Many methods are available for detecting unusual disease patterns in syndromic data [Reference Mandl7, Reference Burkom, Lombardo and Buckeridge10]. Spatial-temporal methods have been used to identify aberrations in disease frequency from an expected baseline [Reference Carpenter11]. Kuldorff et al. [Reference Kulldorff12] developed a space–time permutation scan statistic that uses case counts from one data stream to identify disease clusters without requiring information about the underlying population at risk. Without denominator data, this method relies on historical data from normal time periods to serve as the control. Therefore the space–time permutation scan statistic is well suited to surveillance contexts where the catchment area is undefined, the population at risk is unknown, and the volume of data is large [Reference Kulldorff12, Reference Robertson13]. These are characteristics of veterinary practice surveillance. Kuldorff's space–time permutation scan statistic has been applied in human [Reference Heffernan14–Reference Greene16] and veterinary [Reference Recuenco17, Reference Van den Wijngaard18] surveillance systems. Maciejewski et al. [Reference Maciejewski19] used the electronic medical record and syndromic definitions to detect a change in time and spatial patterns of eye inflammation in cats and gastrointestinal syndrome in dogs following a release of propyl mercaptan from a waste-processing facility in Fairburn, Georgia, USA.
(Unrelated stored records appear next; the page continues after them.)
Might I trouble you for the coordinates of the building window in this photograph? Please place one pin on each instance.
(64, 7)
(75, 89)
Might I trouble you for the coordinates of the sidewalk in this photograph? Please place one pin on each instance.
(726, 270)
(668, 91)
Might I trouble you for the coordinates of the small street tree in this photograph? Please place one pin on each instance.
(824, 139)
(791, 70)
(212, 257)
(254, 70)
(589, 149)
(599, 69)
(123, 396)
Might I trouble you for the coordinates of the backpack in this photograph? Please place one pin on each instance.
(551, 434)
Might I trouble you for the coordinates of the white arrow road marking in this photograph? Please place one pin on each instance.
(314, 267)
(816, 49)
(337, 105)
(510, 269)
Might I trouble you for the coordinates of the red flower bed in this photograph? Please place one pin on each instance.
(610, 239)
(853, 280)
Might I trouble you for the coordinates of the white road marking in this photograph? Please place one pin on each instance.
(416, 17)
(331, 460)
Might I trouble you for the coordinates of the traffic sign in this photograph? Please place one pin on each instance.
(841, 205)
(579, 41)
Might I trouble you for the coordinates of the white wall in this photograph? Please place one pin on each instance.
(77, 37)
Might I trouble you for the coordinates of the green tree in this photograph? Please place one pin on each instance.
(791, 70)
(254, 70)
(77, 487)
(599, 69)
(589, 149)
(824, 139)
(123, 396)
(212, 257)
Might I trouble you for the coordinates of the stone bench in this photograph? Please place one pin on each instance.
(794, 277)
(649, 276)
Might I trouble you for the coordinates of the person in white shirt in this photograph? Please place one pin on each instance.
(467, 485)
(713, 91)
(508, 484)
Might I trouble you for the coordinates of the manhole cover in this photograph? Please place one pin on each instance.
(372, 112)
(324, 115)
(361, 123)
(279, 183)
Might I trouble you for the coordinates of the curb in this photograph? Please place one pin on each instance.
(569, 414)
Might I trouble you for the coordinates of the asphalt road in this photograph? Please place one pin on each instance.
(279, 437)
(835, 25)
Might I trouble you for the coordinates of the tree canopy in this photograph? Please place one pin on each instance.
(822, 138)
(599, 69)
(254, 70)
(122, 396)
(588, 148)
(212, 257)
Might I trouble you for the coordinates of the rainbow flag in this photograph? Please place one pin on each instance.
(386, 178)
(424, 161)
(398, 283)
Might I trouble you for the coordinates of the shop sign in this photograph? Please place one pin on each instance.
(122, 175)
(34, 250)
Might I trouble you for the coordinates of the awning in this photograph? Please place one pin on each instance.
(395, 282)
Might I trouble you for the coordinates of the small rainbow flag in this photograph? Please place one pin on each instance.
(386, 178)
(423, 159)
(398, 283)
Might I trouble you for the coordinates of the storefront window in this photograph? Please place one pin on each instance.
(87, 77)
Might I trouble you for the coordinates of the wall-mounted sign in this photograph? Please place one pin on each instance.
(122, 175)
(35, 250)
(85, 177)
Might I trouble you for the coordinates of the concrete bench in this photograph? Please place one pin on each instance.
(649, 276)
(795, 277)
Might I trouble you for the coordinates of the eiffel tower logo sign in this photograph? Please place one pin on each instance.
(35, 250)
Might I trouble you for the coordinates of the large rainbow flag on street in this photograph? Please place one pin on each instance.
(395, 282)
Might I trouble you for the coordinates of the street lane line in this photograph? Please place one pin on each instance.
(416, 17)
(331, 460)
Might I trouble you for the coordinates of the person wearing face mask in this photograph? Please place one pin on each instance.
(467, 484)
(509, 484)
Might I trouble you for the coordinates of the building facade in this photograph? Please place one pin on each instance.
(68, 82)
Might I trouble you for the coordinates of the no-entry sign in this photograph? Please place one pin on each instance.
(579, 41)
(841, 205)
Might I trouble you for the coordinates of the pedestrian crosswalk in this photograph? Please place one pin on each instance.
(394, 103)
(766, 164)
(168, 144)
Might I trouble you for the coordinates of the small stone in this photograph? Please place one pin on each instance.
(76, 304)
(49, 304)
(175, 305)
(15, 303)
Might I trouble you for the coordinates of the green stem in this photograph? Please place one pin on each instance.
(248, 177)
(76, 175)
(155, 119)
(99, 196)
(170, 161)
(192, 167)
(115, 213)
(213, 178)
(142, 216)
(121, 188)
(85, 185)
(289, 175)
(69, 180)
The objective of space–time scan analysis of surveillance data is to detect unusual aggregations (clusters) of disease occurrences and to identify the location, size and duration of the aggregation. Suspected clusters must to be further investigated to determine whether they represent actionable signals originating from true changes in of patterns of disease in the population. In veterinary medicine this may be accomplished using protocols that are similar to the frameworks described for outbreak investigations [Reference Pavlin20, Reference Hurt-Mullen and Coberly21]. In this approach, additional data are sought for the post-hoc descriptive epidemiological characterization of detected clusters. Characterization often includes a description of the location and dates of the clusters, a description of the animals involved (species, age, sex), their clinical histories, clinical findings and aetiological diagnoses [Reference Pavlin20, Reference Hurt-Mullen and Coberly21]. The distribution of cluster characteristics is compared to an expected distribution for the population at risk over the same time and space [Reference Hertz-Picciotto, Rothman, Greenland and Lash22]. If the cluster is determined to be unexpected or unusual, then a hypothesis can be formulated as to its cause. However, once a signal has been detected in the data, there must be enough information available with which to make a decision in regards to a response [Reference Wagner23].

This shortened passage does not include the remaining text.